Thrice-Cooked Fries
Credit: © Matthew Armendariz

French fries are having a moment. They’ve been name checked as part of presidential policy. In England, a rat caused a nationwide stir when it ran up a man's leg in a pub to steal a french fry. And last month, McDonald’s' in Japan starting serving up “McChoco Potato,” a french fry/chocolate combination that looks absolutely unappealing.

While this fried potato delicacy gets its name from after our French brethren, there's evidence that the name could be inaccurate. The French fry may actually not be French after all.

Potato experts agree that the potato is a New World vegetable, originating in today’s Peru before making its way across the Atlantic to Europe. When Spanish explorers saw the Incas feasting on these starchy brown round objects, they were intrigued by the versatility of this new-found crop. Sending loads back to Europe, the Spanish began the potato revolution. The vegetable's main calling cards were its abundance, its heartiness and the simplicity with which it could be prepared. Potatoes are credited for saving France from famine in the 18th century (thanks in no small part to French Johnny Appleseed).

With the potato’s ubiquity throughout Europe, it’s hard to pinpoint exactly when they started to be sliced and deep fried. There’s little doubt that the French did love their fried potatoes though, with street vendors at Paris’s Pont Neuf (the city’s oldest bridge) selling them by the bag load. This snack wasn't shaped like what we've come to know as a traditional French fry. They were more like chunks. It’s said that Thomas Jefferson loved this street treat so much that he introduced it to America, insisting that his chefs learn how to make them so the writer of our constitution could eat them at Monticello’s fancy banquets.

France’s next-door neighbors, the Belgians still claim that they are the rightful originators of the dish. Calling them “frites,” and an outing to a local stand is considered a cultural tradition in Belgium. In 2014, the country petitioned UNESCO to make frites the official icon of Belgium’s cultural heritage. There’s even a national museum devoted to them. In other words, Belgians take this whole potato business very seriously. They also firmly believe that the frites were invented in Belgium in the early 17th century, perhaps up to a full century prior to France’s claim. The story goes that during Belgium’s harsh winters, locals turned to fried potatoes because their nearby rivers would freeze, preventing them from accessing their other food source - fish. In fact, as sort of a joke, legend has it that they would cut the potatoes into fish shapes before frying them.
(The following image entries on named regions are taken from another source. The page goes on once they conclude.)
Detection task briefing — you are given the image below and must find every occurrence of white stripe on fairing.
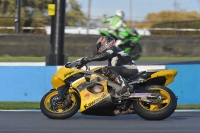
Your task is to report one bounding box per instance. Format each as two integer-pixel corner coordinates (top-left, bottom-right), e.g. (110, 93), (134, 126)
(0, 62), (46, 66)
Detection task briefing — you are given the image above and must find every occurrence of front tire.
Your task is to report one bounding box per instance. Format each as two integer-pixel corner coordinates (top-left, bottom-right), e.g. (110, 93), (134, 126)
(133, 85), (177, 120)
(130, 43), (142, 60)
(40, 90), (80, 119)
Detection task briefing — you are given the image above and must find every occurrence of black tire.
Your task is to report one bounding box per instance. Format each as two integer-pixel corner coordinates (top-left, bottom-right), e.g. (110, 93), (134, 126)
(130, 43), (142, 60)
(40, 90), (80, 119)
(133, 85), (177, 120)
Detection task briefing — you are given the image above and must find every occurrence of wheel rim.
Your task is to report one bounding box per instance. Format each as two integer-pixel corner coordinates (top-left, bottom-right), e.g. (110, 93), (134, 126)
(139, 88), (171, 111)
(44, 91), (76, 114)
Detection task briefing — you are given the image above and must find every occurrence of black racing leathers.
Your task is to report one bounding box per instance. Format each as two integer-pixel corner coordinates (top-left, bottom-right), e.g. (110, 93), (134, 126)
(89, 46), (138, 78)
(88, 46), (138, 96)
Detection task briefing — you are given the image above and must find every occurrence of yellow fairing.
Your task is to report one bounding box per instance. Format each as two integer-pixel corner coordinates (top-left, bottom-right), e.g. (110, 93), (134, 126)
(51, 66), (84, 89)
(151, 70), (178, 85)
(80, 80), (110, 112)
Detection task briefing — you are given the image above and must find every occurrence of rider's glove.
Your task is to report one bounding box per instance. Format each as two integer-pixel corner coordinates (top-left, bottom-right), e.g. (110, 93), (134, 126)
(81, 57), (91, 64)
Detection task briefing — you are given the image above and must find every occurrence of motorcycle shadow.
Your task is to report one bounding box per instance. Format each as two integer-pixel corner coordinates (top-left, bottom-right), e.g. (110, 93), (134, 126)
(69, 113), (189, 121)
(69, 113), (142, 120)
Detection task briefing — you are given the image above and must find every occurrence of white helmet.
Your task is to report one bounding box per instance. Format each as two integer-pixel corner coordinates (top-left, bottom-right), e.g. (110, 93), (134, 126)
(115, 10), (124, 19)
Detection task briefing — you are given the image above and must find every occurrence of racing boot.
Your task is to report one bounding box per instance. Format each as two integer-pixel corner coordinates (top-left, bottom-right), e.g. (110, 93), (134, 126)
(114, 75), (133, 97)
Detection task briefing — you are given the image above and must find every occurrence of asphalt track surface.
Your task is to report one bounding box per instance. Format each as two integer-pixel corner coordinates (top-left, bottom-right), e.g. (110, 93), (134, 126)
(88, 60), (200, 66)
(0, 61), (200, 133)
(0, 111), (200, 133)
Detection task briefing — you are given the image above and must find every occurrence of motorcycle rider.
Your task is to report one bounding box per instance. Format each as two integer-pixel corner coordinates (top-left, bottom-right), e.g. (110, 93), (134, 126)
(102, 10), (138, 46)
(81, 36), (138, 98)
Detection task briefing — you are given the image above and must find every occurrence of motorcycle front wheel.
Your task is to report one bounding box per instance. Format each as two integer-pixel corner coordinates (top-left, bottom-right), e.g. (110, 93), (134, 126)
(40, 90), (80, 119)
(133, 85), (177, 120)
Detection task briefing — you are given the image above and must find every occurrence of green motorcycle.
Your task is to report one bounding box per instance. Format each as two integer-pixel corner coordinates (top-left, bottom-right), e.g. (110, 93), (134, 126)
(99, 29), (142, 60)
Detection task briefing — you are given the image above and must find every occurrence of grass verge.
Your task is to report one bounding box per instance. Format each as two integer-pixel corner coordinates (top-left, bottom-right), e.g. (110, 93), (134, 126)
(0, 102), (200, 110)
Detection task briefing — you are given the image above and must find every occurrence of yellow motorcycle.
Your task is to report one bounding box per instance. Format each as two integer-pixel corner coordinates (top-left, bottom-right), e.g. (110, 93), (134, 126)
(40, 59), (177, 120)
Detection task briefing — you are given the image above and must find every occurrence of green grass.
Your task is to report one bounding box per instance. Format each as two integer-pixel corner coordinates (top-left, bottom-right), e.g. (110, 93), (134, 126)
(0, 55), (200, 62)
(0, 102), (200, 110)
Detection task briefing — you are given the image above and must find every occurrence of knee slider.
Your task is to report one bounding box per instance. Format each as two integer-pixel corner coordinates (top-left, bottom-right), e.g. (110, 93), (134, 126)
(102, 67), (119, 80)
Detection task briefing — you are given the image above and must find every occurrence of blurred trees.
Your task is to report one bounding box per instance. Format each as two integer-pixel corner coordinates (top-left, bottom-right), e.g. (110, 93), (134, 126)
(0, 0), (85, 33)
(136, 11), (200, 35)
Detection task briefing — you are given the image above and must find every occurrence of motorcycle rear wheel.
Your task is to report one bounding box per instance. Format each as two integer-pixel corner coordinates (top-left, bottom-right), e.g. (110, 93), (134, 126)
(40, 90), (80, 119)
(133, 85), (177, 120)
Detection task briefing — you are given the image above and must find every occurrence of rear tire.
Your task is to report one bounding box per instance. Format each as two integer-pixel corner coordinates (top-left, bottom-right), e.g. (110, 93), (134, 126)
(133, 85), (177, 120)
(40, 90), (80, 119)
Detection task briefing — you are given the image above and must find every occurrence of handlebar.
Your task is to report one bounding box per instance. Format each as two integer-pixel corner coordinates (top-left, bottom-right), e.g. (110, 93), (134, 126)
(65, 58), (89, 71)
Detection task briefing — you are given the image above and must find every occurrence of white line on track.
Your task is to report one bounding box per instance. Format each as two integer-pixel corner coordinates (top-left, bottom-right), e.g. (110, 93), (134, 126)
(0, 109), (200, 112)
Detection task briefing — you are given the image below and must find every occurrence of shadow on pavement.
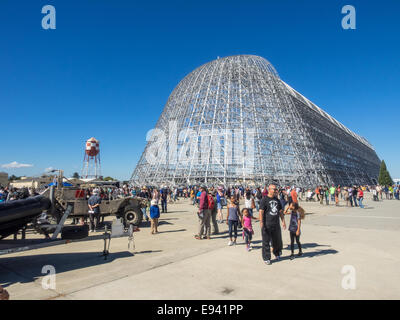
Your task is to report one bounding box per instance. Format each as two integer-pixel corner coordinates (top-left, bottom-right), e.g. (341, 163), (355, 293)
(0, 250), (144, 287)
(158, 229), (186, 234)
For hundreds of years, Belgium and France enjoyed their fried potatoes concurrently. But, according to the tale, it was an American intrusion that unwittingly handed deep fry glory to France. During World War I, American soldiers were marching through southern Belgium when they happened upon this delicious delicacy. In southern Belgium, a large portion of the populations speaks a variation on the French language called “Walloon.” This caused confusion among the Americans, who in a classic English misspeak, called the dish they were enjoying immensely “French fries.” Returning home, they brought the beloved food and the potentially wrong name with them.

No matter the exact origins of the fry or if you call them French, frites or freedom, one thing is for sure - fries are delicious.